In L'Aquila itself, the pope commented on charges that thousands of dwellings had collapsed because of lax building practices.

"As a civil society, we must make a serious examination of conscience to ensure that at any moment the level of responsibility is at its height," he said.

"That way, L'Aquila, wounded as she is, can once again take flight," the pope told several hundred people at a military academy just outside L'Aquila, which means "eagle" in Italian.

The military academy in the suburb of Coppito was the site of a mass funeral for 205 of the quake victims on April 10, a day that saw Benedict leading Good Friday observances in Rome and at the Vatican.
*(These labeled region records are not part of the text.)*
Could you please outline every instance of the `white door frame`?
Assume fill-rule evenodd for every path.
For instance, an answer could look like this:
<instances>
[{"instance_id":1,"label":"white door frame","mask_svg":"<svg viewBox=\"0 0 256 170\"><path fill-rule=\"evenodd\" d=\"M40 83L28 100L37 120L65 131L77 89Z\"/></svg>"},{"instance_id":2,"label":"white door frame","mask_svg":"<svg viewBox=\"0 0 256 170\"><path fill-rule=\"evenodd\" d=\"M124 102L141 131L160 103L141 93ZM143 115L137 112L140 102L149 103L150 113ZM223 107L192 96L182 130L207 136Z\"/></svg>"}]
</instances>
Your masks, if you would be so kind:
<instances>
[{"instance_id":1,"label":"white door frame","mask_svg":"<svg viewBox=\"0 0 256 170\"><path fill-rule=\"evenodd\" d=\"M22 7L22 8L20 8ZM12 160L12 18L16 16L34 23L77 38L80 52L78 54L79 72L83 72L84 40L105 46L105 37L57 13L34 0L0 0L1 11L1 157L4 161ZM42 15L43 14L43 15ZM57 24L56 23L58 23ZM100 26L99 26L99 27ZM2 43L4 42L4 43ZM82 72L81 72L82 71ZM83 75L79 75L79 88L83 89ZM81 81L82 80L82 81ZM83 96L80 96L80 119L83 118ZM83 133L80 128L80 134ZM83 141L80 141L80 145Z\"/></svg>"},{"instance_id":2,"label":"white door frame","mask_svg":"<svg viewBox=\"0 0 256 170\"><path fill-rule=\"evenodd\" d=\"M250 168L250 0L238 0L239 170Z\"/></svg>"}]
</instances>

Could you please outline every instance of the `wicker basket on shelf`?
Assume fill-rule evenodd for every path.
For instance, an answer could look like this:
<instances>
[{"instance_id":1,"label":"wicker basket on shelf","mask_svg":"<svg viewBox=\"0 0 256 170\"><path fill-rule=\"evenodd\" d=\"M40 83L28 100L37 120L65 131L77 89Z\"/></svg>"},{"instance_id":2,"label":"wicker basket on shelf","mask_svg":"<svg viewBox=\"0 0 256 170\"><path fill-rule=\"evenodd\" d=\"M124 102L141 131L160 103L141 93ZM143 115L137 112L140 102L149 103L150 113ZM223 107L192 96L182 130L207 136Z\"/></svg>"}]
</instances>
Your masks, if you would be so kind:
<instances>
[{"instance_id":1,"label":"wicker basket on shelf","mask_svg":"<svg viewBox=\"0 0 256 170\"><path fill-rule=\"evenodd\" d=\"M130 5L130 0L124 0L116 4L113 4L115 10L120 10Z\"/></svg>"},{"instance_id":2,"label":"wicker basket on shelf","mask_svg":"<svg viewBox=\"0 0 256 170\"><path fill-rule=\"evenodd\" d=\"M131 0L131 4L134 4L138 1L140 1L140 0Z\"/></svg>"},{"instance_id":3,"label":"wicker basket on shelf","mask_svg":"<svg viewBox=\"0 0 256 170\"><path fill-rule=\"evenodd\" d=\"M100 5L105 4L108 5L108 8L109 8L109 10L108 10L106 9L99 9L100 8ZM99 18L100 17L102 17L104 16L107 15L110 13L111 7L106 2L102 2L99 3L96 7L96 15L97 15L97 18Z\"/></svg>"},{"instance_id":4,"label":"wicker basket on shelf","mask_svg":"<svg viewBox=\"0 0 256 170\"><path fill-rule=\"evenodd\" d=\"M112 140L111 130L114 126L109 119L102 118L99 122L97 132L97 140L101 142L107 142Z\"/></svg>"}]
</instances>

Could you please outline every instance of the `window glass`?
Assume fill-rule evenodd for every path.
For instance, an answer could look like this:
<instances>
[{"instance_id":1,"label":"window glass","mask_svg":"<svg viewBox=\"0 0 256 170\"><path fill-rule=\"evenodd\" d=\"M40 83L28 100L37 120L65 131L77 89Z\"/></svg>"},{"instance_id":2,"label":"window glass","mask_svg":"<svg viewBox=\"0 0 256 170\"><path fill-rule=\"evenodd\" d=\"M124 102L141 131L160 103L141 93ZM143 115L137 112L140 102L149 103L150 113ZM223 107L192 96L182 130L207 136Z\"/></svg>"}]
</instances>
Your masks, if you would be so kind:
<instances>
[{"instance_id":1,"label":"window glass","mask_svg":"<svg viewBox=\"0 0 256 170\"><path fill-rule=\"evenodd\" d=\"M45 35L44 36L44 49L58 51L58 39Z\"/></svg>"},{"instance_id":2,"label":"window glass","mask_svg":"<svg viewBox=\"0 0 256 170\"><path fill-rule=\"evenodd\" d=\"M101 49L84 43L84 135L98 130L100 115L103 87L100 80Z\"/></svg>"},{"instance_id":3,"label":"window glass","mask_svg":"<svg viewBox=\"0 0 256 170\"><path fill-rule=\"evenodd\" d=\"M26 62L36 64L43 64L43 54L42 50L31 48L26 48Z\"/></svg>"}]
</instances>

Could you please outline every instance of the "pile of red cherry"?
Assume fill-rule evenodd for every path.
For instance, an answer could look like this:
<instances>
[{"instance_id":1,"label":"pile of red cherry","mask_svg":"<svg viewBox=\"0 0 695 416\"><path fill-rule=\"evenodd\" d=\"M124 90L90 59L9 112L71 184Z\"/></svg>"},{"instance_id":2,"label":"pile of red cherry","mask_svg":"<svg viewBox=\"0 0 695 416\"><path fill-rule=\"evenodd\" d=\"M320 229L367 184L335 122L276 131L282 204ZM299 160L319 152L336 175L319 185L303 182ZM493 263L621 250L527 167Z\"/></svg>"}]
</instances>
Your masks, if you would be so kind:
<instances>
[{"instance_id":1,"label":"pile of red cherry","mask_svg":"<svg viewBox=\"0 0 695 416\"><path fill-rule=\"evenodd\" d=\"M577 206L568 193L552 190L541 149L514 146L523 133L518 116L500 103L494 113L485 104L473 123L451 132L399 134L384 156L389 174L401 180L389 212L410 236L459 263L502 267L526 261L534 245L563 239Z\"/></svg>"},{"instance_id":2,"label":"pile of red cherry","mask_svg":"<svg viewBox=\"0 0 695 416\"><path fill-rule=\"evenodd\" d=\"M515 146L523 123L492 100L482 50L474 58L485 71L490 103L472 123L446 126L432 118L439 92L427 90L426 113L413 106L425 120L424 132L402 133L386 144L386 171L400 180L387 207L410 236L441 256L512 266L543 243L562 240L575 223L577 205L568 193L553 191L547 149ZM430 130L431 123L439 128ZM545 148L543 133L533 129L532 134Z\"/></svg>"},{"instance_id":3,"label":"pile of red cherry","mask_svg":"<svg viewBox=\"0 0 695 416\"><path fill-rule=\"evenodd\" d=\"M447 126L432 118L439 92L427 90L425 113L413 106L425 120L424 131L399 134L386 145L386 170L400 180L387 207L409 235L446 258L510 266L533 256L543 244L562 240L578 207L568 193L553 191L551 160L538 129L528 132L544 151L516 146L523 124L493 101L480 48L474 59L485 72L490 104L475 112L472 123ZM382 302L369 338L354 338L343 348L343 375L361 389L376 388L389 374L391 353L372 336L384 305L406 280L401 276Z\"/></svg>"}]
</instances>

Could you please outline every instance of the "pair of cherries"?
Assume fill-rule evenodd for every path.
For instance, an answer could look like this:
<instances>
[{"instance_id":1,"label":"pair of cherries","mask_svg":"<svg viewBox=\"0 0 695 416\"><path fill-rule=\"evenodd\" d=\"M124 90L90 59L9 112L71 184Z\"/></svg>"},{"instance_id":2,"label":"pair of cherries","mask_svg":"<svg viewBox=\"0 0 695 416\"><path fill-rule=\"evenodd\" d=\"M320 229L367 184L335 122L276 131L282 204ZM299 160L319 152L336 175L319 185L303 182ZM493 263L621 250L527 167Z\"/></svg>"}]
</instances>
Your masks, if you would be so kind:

Last week Italian Prime Minister Silvio Berlusconi made the surprise announcement that his cabinet had backed a proposal for the site to host a Group of Eight summit in July over the original choice of La Maddalena, an island off Sardinia. The idea still needs green-lighted from other G8 leaders.

The pontiff, who led Easter celebrations at the Vatican just six days after the disaster, also stopped at a dormitory in L'Aquila where eight students died.

Apart from the human cost, the earthquake also exacted a heavy toll on the medieval and Renaissance architecture that abounds in the Abruzzo region.

The pope visited L'Aquila's Santa Maria di Collemaggio basilica that suffered serious damage.

The church first built in the 13th century, already destroyed and rebuilt after an earthquake in 1703, is a major pilgrimage site as it houses the remains of the "hermit pope" Celestine V.

Celestine, a mountain recluse who was crowned pope in the basilica in 1294, resigned only a few months later in protest over corruption in the Roman Catholic Church, and has since been made a saint.

In homage to his humble predecessor, the pope offered the woollen shawl or pallium he received when he was inaugurated as pontiff in 2005.

Benedict's predecessor Pope John Paul II visited the central Umbria region three months after twin earthquakes killed 12 people and caused serious damage to the famous Basilica of Saint Francis in Assisi in 1997.